Starting from December 2019 in China, a novel virus of the Coronaviridae family, named severe acute respiratory syndrome coronavirus 2 (SARS-CoV-2), is spreading worldwide. SARS-CoV-2 infections range from asymptomatic to mild symptoms, up to severe acute respiratory distress syndrome (ARDS) and death. The development of new 3D models that mimic healthy and pathological lung tissue to understand the novel SARS-CoV-2 mechanisms of infection better and spreading of the virus is of paramount importance. Similarly, the identification of natural compounds able to act as antiviral drugs that can inhibit SARS-CoV-2 infection and/or replication and the development of new platform for controlled and localize delivery of therapeutic drugs would represent a powerful step to enhance the response to a possible second wave of the pandemic virus. In this project, we will try to generate a 3D model of healthy and pathological lung tissue and utilize it for experimental in vitro CoV infection models, with the low-pathogenic CoV OC43, 229E, and NL63, to understand better virus mechanism of action and spreading in a physiological environment. We will evaluate the use of candidate natural compounds such as glycyrrhizin for its ability to inhibit viral growth or decrease viral replication, in both 2D and 3D cell culture of infected A549 permissive cell line. We will then evaluate the use of functionalized silica and zinc nanowires for their ability to be used as a platform for controlled and localized drug delivery and assess the efficacy, function, and entry efficiency of the released drug in the 3D infected lung tissue model.

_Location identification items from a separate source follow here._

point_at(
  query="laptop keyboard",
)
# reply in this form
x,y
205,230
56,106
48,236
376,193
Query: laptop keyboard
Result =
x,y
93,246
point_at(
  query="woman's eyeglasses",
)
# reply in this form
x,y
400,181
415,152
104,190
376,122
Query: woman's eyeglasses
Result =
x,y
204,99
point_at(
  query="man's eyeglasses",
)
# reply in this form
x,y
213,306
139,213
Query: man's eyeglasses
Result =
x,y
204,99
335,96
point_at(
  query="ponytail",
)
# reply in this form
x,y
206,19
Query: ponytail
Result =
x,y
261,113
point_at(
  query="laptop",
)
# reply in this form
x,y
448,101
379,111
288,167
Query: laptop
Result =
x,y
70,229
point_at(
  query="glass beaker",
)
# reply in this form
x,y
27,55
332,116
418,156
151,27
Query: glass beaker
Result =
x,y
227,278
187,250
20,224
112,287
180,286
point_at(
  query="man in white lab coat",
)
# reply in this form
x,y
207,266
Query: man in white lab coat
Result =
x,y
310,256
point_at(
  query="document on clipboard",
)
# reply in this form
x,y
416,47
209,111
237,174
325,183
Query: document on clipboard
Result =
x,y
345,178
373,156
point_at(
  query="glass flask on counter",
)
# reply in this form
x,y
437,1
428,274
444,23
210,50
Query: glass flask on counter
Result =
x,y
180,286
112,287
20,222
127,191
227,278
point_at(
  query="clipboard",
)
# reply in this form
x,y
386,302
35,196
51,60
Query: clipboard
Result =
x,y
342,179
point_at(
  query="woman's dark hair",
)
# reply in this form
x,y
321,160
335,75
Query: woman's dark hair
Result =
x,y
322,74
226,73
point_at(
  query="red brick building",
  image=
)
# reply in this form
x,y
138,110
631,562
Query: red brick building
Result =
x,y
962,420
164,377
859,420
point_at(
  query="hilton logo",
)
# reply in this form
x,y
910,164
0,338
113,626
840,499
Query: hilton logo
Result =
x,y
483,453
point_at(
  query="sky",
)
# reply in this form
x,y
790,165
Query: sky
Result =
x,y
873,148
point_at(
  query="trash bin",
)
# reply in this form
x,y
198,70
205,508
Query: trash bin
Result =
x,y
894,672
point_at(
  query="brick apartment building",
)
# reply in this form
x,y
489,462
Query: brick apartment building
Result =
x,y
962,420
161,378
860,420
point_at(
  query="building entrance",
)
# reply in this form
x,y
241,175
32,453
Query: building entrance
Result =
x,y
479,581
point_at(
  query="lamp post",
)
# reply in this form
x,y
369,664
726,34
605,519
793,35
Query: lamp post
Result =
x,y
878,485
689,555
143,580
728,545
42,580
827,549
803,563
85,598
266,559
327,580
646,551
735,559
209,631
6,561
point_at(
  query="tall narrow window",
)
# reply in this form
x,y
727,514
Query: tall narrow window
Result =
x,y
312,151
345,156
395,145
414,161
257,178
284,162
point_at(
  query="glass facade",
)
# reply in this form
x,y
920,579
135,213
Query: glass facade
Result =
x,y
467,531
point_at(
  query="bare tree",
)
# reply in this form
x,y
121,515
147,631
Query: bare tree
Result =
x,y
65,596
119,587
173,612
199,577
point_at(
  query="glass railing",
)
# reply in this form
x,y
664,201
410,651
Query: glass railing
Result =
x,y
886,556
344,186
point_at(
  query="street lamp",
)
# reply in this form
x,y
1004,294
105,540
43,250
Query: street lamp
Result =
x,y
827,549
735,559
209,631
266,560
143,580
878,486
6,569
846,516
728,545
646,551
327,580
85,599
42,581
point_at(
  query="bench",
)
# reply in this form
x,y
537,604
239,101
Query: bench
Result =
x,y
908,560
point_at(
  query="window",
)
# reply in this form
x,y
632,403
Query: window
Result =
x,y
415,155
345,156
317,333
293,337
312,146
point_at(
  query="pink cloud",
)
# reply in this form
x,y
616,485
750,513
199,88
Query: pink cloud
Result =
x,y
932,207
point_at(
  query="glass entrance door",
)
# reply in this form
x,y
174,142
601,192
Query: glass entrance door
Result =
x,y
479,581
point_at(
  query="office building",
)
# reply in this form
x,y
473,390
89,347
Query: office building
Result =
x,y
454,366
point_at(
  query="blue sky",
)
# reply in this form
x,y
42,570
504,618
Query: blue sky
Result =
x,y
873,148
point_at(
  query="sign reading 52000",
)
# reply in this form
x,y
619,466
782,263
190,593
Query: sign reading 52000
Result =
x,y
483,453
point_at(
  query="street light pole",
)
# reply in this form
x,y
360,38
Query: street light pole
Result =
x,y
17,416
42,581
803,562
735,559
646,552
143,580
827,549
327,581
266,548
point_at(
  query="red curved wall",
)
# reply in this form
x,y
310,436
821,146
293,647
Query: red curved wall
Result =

This project has a strong interdisciplinary approach bringing together experts tissue engineers, molecular biologists, virologists, and electrical engineers leader in nanowire technologies for health applications aiming to start to answer different issues in the new SARS-COv-2 pandemic. The project aims to begin understanding how the difference in tissue microenvironment could influence virus infection, replication, and spreading. The use of these tissue models could also be a better and powerful tool in testing candidate drugs as it better recapitulates the in vivo environment's complexity, both in a healthy and pathological condition, as compared to classical 2D culture. methods
This would allow the use of 3D models also to better understand the broad range in patient response and could be of paramount importance, both for the therapeutic and prognostic value, as the altered microenvironment could strongly play a role not only in virus pathogenicity and immune cell inflammatory response but also in the drug bioavailability in the infected site. We will also evaluate a silicon and zinc functionalized platform for controlled and localized delivery. This approach has been shown to be advantageous in many other drug delivery approaches and could potentially be suitable for the release of a broad array of drugs, therefore, having a significant impact not only for the cure of SARS-COv-2 patients but also potentially other diseases. Moreover, it has already been tested in vivo for the release of nucleic acid showing excellent biosafety and thus the potential for an easy and fast in vivo application. Lastly, we will also try to evaluate naturally-derived drugs such as Glycerizina, as it has been already shown to have antiviral effects on other viruses of the Coronaviridae family, with the potential to be easily translated in vivo as well as reduce potential side effects that have been currently observed with other candidate drug.